Bandaru Dattatreya stressed that NGOs and social activists have approved the provisions that would allow children less than 14 years of age to only help in family and home enterprises, after school hours.

Written by Surabhi | Published: May 14, 2015 2:21:26 am

With the Union Cabinet on Wednesday approving amendments to the Child Labour (Prohibition and Regulation) Act, 1986, minister of state (independent charge), labour and employment, Bandaru Dattatreya stressed that NGOs and social activists have approved the provisions that would allow children less than 14 years of age to only help in family and home enterprises, after school hours. In an interview with Surabhi, he said Codes on industrial relations and wages will be finalised with tripartite consultations. Excerpts:

How will amendments to the Child Labour Act help as there are concerns that it allows young children to work in family enterprises?

A large number of NGOs and social activists against the exploitation of child labour are associated with these amendments and their consent was taken while finalising these.

In the present Bill, there is a complete prohibition on employment of children up to 14 years of age, except in entertainment and sporting activities. Children below this age have also been allowed to help parents in non-school hours in domestic or family enterprises due to problems of poverty in many households. Also, in many small businesses in the country, all family members including children provide a helping hand but only after school hours.

The Bill has also introduced a new category of adolescents, who are children between 14 to 18 years of age and prohibits them from working in hazardous industries. The penalties and imprisonment for defaulting employers has also increased.

Many of the recent initiatives by the government have been termed as anti-labour. What steps are being taken to promote industrial harmony?

We are working on many measures to help workers. One of the first initiatives by the government was the passage of the Apprentices (Amendment) Bill that will help train and skill the workforce, in turn increasing wages and productivity. We are also trying to increase social security coverage through amendments to the EPF Act, 1947 so that smaller units with 10 workers can get PF benefits. We are also trying to reach a consensus on the draft Small Factories Bill.

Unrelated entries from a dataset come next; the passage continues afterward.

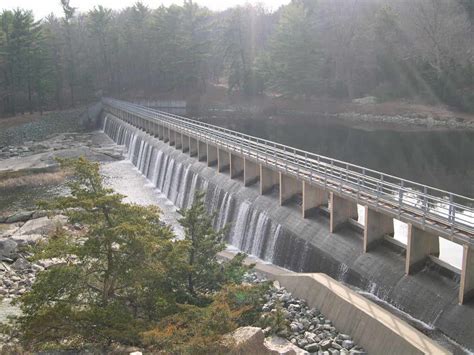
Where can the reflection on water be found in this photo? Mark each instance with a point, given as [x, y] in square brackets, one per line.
[26, 197]
[449, 252]
[124, 178]
[441, 159]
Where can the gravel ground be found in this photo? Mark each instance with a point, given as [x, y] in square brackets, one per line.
[39, 129]
[306, 327]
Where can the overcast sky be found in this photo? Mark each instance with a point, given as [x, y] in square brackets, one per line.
[42, 8]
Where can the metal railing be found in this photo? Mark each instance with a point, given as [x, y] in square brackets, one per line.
[451, 214]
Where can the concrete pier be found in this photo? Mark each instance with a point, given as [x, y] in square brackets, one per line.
[420, 245]
[236, 166]
[211, 155]
[341, 210]
[193, 147]
[179, 140]
[184, 143]
[172, 137]
[251, 172]
[313, 197]
[166, 134]
[161, 132]
[289, 187]
[202, 151]
[376, 226]
[466, 288]
[268, 179]
[223, 160]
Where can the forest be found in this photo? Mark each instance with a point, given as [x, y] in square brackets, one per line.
[417, 50]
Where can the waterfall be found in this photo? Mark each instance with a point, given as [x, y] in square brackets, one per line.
[252, 231]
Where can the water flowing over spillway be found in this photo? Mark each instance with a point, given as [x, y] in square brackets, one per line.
[259, 226]
[252, 231]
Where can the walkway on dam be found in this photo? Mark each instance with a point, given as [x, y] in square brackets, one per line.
[321, 181]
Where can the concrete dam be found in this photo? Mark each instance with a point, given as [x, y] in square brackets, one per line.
[303, 227]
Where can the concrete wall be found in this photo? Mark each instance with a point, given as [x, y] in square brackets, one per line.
[306, 245]
[377, 330]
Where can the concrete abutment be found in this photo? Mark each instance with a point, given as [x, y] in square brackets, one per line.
[420, 245]
[269, 179]
[223, 160]
[313, 197]
[466, 287]
[341, 210]
[193, 147]
[185, 143]
[202, 151]
[289, 188]
[251, 172]
[211, 155]
[376, 226]
[236, 166]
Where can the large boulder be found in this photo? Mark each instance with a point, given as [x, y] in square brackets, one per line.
[252, 341]
[8, 250]
[43, 225]
[21, 216]
[245, 340]
[7, 229]
[27, 239]
[278, 345]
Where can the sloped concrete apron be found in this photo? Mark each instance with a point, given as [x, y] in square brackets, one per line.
[377, 330]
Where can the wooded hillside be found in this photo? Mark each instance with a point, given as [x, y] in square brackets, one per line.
[421, 50]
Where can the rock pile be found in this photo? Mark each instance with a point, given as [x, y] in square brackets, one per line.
[307, 327]
[17, 274]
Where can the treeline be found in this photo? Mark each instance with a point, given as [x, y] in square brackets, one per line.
[419, 49]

The proposed Wage Code Bill and the Industrial Relations Code are necessary as the existing laws are cumbersome. Codification, which is based on the recommendations of the Second National Labour Commission, will help in simplification and rationalisation of laws. These Codes are with tripartite committees to get their views.

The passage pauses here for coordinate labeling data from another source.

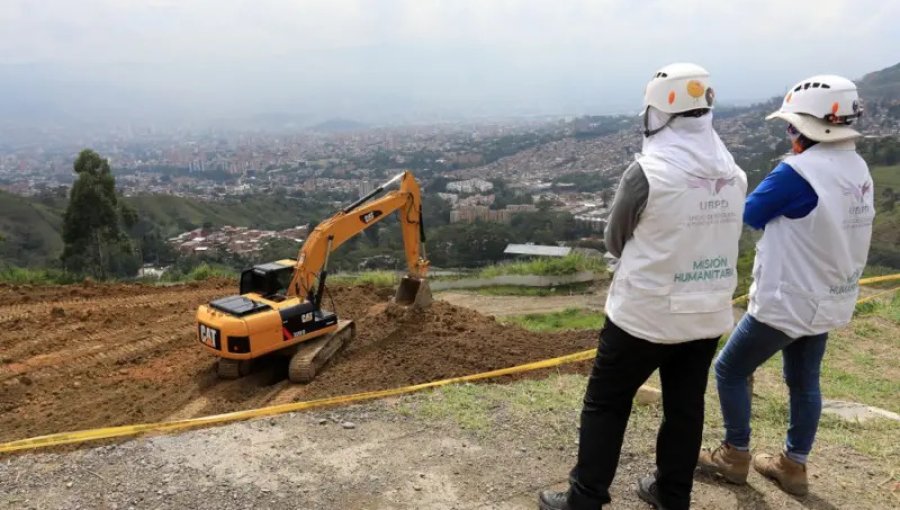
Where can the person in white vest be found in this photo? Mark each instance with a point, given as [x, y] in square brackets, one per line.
[817, 209]
[674, 224]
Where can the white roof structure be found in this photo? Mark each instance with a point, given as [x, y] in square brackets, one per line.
[537, 250]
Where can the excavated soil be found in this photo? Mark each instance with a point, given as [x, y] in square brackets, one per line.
[95, 355]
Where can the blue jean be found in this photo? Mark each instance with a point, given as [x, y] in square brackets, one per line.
[750, 345]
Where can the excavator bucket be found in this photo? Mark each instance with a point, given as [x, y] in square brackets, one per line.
[413, 292]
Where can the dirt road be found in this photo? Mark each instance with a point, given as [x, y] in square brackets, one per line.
[385, 455]
[86, 356]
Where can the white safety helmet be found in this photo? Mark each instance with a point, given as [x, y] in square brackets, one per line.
[822, 108]
[678, 88]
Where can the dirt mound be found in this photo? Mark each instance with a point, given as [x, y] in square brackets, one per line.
[398, 347]
[93, 355]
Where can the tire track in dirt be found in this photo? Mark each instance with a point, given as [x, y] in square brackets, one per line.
[122, 354]
[26, 310]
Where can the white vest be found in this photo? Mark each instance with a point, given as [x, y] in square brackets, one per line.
[675, 280]
[806, 272]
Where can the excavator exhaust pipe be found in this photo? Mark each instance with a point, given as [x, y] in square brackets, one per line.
[413, 292]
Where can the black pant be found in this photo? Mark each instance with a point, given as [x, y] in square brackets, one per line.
[622, 365]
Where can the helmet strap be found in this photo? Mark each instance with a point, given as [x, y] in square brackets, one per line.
[650, 132]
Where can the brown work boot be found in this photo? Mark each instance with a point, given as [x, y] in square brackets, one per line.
[790, 475]
[731, 464]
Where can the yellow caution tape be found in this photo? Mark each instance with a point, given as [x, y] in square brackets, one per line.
[877, 295]
[82, 436]
[865, 281]
[169, 426]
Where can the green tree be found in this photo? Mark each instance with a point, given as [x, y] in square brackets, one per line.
[94, 240]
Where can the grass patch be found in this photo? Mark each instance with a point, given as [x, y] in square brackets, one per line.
[376, 278]
[568, 319]
[204, 271]
[547, 407]
[515, 290]
[29, 276]
[546, 266]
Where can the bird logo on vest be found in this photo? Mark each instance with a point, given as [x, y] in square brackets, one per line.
[858, 192]
[713, 186]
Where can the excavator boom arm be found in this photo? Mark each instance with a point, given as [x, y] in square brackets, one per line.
[335, 231]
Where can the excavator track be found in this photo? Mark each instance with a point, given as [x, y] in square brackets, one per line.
[313, 355]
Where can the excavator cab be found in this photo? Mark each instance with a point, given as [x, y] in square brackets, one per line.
[269, 280]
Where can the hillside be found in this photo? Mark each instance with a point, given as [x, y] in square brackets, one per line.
[31, 226]
[173, 214]
[30, 229]
[883, 84]
[885, 249]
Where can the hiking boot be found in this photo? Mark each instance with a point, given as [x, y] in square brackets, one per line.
[790, 475]
[553, 500]
[726, 461]
[647, 491]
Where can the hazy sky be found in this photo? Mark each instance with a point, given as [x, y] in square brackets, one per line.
[389, 60]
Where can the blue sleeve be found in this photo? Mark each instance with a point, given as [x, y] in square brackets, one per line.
[782, 193]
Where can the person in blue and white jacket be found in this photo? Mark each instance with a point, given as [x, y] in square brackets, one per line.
[816, 208]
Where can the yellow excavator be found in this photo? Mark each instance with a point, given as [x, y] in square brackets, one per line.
[279, 309]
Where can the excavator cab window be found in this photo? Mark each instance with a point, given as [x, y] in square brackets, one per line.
[268, 280]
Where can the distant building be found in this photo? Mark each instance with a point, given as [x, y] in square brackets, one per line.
[470, 186]
[365, 187]
[473, 213]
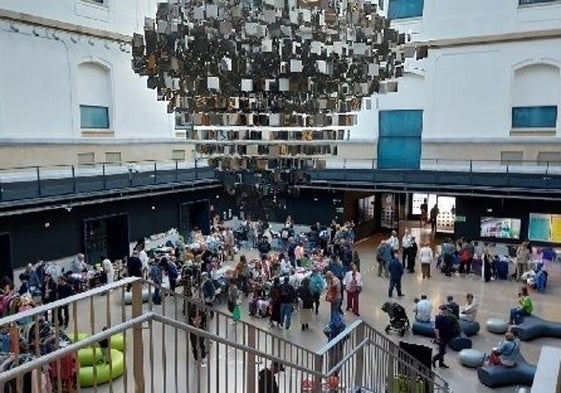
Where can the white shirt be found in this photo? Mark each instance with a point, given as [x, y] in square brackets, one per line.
[426, 255]
[423, 310]
[347, 280]
[394, 242]
[406, 241]
[469, 311]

The Employees’ Provident Fund Organisation has made a start to investing in equities. Will this be increased beyond 5 per cent?

Globally, many PF trusts invest in equity and their performance is encouraging. We will not risk the retirement savings, but we cannot forget the present environment of the economy. We have evolved a mechanism for phased investment in equities, after discussions with the Central Board of Trustees. By March 2016, 5 per cent of the investments are in equities. This is our first experiment. We will evaluate the results and see how this mechanism works out.

What is the ministry’s plan for the year?

Our immediate plans are to introduce in Parliament important labour laws including the Small Factories Bill and amendments to the Child Labour Act and EPF Act. We also plan to undertake regional review meetings involving state governments.